Alexander Macleod became minister of Uig in 1824. Illiteracy and superstition abounded in Uig at the time. Virtually no one - not even the church elders - understood elemental Christian truths and no one anywhere in the parish was known to conduct family worship. The Sabbath was universally desecrated, and people would sell whisky and tobacco outside the church on both the Lord's Day and weekdays alike. Yet the custom was that as soon as anyone came of age they joined the church. Consequently, there were between 800 and 1,000 on the Communicants Roll. Horrified, Macleod cancelled communion for three consecutive years, causing his name to be maligned throughout the island, not least amongst his ministerial colleagues, He commenced prayer meetings, set up teaching meetings and inaugurated a pattern of systematic pastoral visitation.
Just fourteen months after his induction people were flocking to Macleod's services from all over Lewis and he could write, 'Many, young and old seem to be under serious impressions. They now give close attention to what is spoken. Many young and old are in tears every Lord's Day and several so affected as not to be able to contain themselves or to retire'.
By December 1825 Macleod was offering heartfelt praise to the Lord 'for his goodness to my people since I came among them, especially of late! They now to come to me from every corner, crying, "What shall we do to be saved?" It is manifest that many of them are the subjects of deep conviction and others enjoy some of the consolations of the gospel by faith. In April 1824 I could get none in the parish that I could call upon to pray at our prayer meeting, but now I have more than twelve that I can call upon, with liberty and pleasure, to that duty in public'.
'Diary and Sermons, with brief Memoir by the Rev D Beaton', 1961, page 12.
'There is plainly a revival exhibiting itself under the preaching of the gospel and a marked and almost incredible change in the morals of people'.
'Scottish Revivals' by Couper, page 116.
Macleod was a man of commanding presence and a beautiful silvery voice, which, it was said, could be heard a mile away. Remarkably, although he was not known as a talented preacher, conversions were again and again traced to what friends called very weak sermons. (It seems that many were 'hell, fire and damnation' which was very effective in those days).

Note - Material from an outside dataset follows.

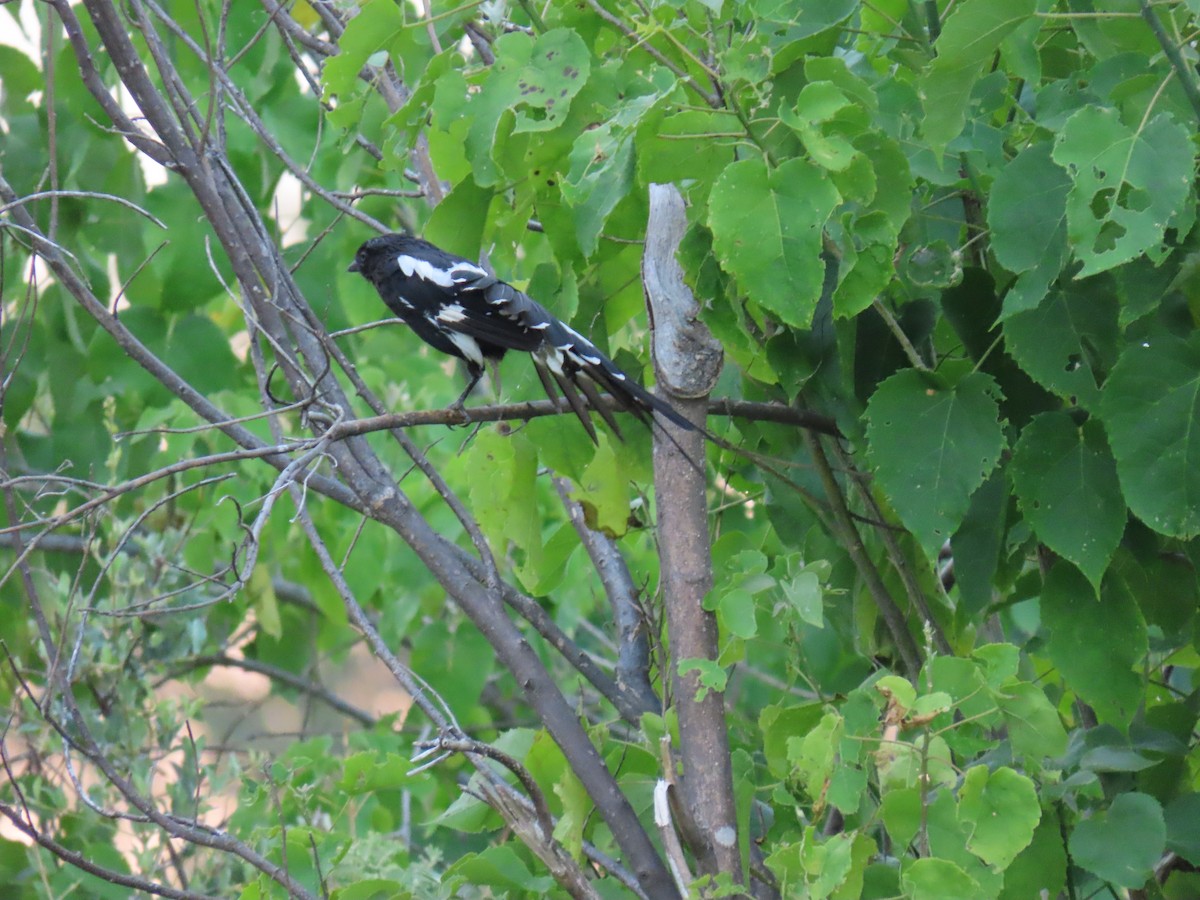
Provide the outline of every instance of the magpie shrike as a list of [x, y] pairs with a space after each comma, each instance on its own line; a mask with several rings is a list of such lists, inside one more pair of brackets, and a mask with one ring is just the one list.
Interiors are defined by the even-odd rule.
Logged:
[[695, 427], [617, 368], [578, 331], [469, 259], [420, 238], [384, 234], [359, 247], [349, 271], [374, 284], [388, 308], [418, 337], [467, 364], [470, 382], [452, 408], [462, 408], [482, 377], [485, 362], [499, 362], [509, 350], [522, 350], [533, 358], [547, 396], [558, 398], [557, 385], [593, 442], [595, 427], [580, 394], [620, 436], [598, 386], [612, 395], [617, 408], [642, 421], [658, 413], [683, 428]]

The movement gradually spread throughout much of Lewis and Macleod felt able to start communion services again in June 1827. He wrote, 'When the elements were presented there appeared as a shower of revival from the presence of the Lord through the whole congregation, and in serving the tables, the heavenly dew of gracious influence was evidently falling down on the people in so conspicuous a manner that, not only the friends of Christ but also the enemies of the Lord cannot forget an occasion and a scene so singularly remarkable, in which all acknowledge that God was of a truth among us. But all this might be called the commencement of what happened afterwards, for when our young converts saw the uncommon liberty that was granted to the pastors in addressing those who sat at the table, they were still more impressed and filled, as it were, with new wine and holy solemnity... It was a night ever to be remembered in this place, in which the whole of it was spent in religious exercises, whether in private or together with others in cases mingled with unusual instances of joy and sorrow. While these things were carried on, the ungodly themselves were in tears and iniquity for a time dwindled into nothing.
'Aspects of the Religious History of Lewis', by MacAuley, page 177-8.

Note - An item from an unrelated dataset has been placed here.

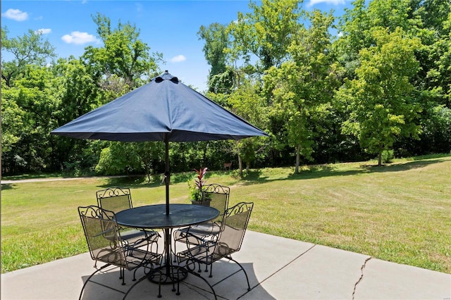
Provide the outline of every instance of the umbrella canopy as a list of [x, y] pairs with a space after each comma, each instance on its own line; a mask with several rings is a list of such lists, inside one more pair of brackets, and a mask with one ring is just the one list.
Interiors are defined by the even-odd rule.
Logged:
[[179, 82], [168, 71], [149, 83], [56, 128], [51, 134], [84, 139], [163, 141], [166, 214], [169, 214], [169, 142], [268, 136]]
[[197, 142], [267, 136], [168, 73], [51, 134], [122, 142]]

John Macdonald of Ferrintosh ministered at this Communion - see this website.
The revival continued to intensify and seemed to be at its strongest between 1828 and 1830. It has become legendary in Lewis church lore that an estimated 9,000 people from all over the island assembled for Communion at Uig in 1828, a staggering number given the remoteness of the location and more so given the population of Lewis at the time (around 12,000, that of Harris being no more than 3,500). [I have had a lot of experience in people vastly overestimating crowd numbers, but it appears that contemporaries and other historians have accepted this figure.]
A widow Mackenzie, 'frequently told of seeing days in Uig in which the hillsides and moors were literally covered with people pleading for mercy on their own souls and the souls of their neighbours. She has told that it was no uncommon thing to have to travel miles of the moor before one could find an unoccupied nook in which to bend the knee, so as neither to be disturbed by nor to disturb others similarly employed.'
'The Highland News. 28th March 1896, by Rev P Macdonald, page 2.

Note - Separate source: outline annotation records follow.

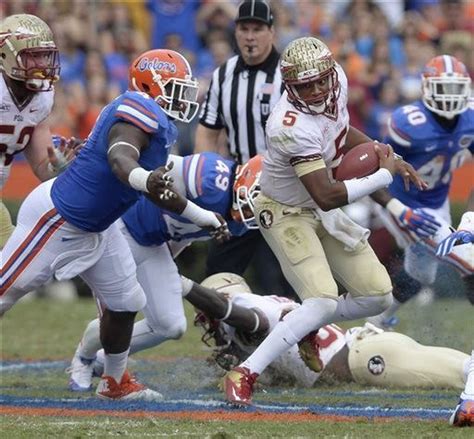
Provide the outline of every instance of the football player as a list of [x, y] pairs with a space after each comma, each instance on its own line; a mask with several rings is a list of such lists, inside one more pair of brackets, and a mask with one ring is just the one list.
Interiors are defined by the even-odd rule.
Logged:
[[[388, 186], [392, 174], [424, 183], [403, 160], [377, 149], [380, 169], [336, 182], [345, 150], [371, 141], [349, 125], [347, 78], [317, 38], [291, 42], [281, 57], [285, 93], [267, 123], [259, 228], [302, 305], [224, 380], [226, 399], [250, 404], [253, 383], [275, 358], [305, 335], [338, 320], [378, 314], [392, 300], [390, 278], [367, 243], [368, 231], [339, 207]], [[338, 298], [335, 278], [349, 294]]]
[[[34, 174], [45, 181], [75, 156], [75, 141], [54, 148], [47, 117], [59, 79], [59, 52], [49, 26], [29, 14], [6, 17], [0, 24], [0, 189], [13, 158], [23, 152]], [[0, 248], [13, 232], [0, 200]]]
[[[453, 250], [455, 245], [474, 242], [474, 197], [469, 200], [466, 212], [459, 224], [458, 230], [445, 238], [439, 245], [436, 254], [445, 257]], [[459, 403], [449, 419], [449, 423], [456, 427], [474, 427], [474, 350], [467, 368], [467, 380], [464, 391], [461, 393]]]
[[[195, 324], [213, 359], [225, 370], [244, 361], [291, 310], [285, 297], [252, 294], [245, 280], [219, 273], [201, 285], [183, 278], [185, 298], [196, 308]], [[306, 336], [276, 358], [262, 378], [311, 387], [321, 374], [338, 381], [381, 387], [454, 387], [466, 382], [469, 357], [449, 348], [423, 346], [370, 323], [345, 331], [331, 324]]]
[[[385, 141], [413, 165], [428, 188], [405, 191], [402, 179], [395, 177], [386, 197], [389, 213], [379, 212], [404, 248], [404, 270], [410, 277], [394, 277], [394, 303], [370, 319], [374, 324], [387, 326], [396, 321], [396, 310], [422, 286], [435, 282], [440, 262], [435, 256], [436, 246], [452, 231], [448, 199], [452, 172], [474, 152], [474, 102], [470, 96], [471, 78], [466, 66], [453, 56], [437, 56], [423, 70], [421, 100], [398, 108], [388, 121]], [[407, 233], [403, 224], [406, 206], [412, 209], [412, 221], [418, 221], [416, 216], [420, 215], [435, 220], [440, 225], [436, 233]], [[456, 247], [444, 261], [465, 277], [468, 298], [474, 304], [474, 246]]]
[[[170, 156], [174, 190], [204, 209], [221, 214], [234, 236], [255, 229], [253, 200], [260, 191], [262, 156], [239, 165], [214, 152], [186, 157]], [[137, 265], [137, 278], [145, 291], [145, 319], [135, 323], [130, 353], [180, 338], [186, 330], [181, 280], [174, 258], [197, 240], [210, 239], [209, 230], [167, 212], [142, 197], [118, 221]], [[157, 269], [159, 267], [159, 269]], [[160, 288], [157, 286], [160, 285]], [[103, 368], [99, 321], [86, 328], [68, 372], [72, 391], [88, 391], [92, 376]], [[96, 361], [94, 361], [96, 360]]]
[[151, 50], [133, 61], [129, 79], [129, 90], [102, 110], [71, 166], [23, 202], [2, 251], [0, 314], [52, 278], [80, 275], [104, 307], [106, 354], [97, 394], [155, 399], [157, 392], [125, 373], [135, 315], [146, 296], [115, 221], [146, 194], [200, 227], [225, 235], [226, 226], [218, 214], [173, 193], [165, 175], [177, 137], [173, 120], [190, 122], [198, 110], [189, 63], [172, 50]]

Angus McIver, who was converted during the Uig revival said that he, 'saw much of the blessed fruit (that the revival) bore in after years and they were undoubtedly far and full of sap and aye flourishing. I have seen many Christians in my day in home and foreign lands, but I have never seen - taking them all over - finer or more intelligent Christians than the first generation of Christians in the parish of Uig. All the beautiful graces of the Spirit were visited upon them. They were wonderfully free from excesses of any kind and grew up symmetrical and beautiful as the cedars of Lebanon, and spread out as the palm trees'.
'The Stornoway Gazette', 15th January 1972, page 5.
Taken from, 'Land of Many Revivals', by Tom Lennie, pages 244-8.
The revival went on to about 1833 and there was another in 1835.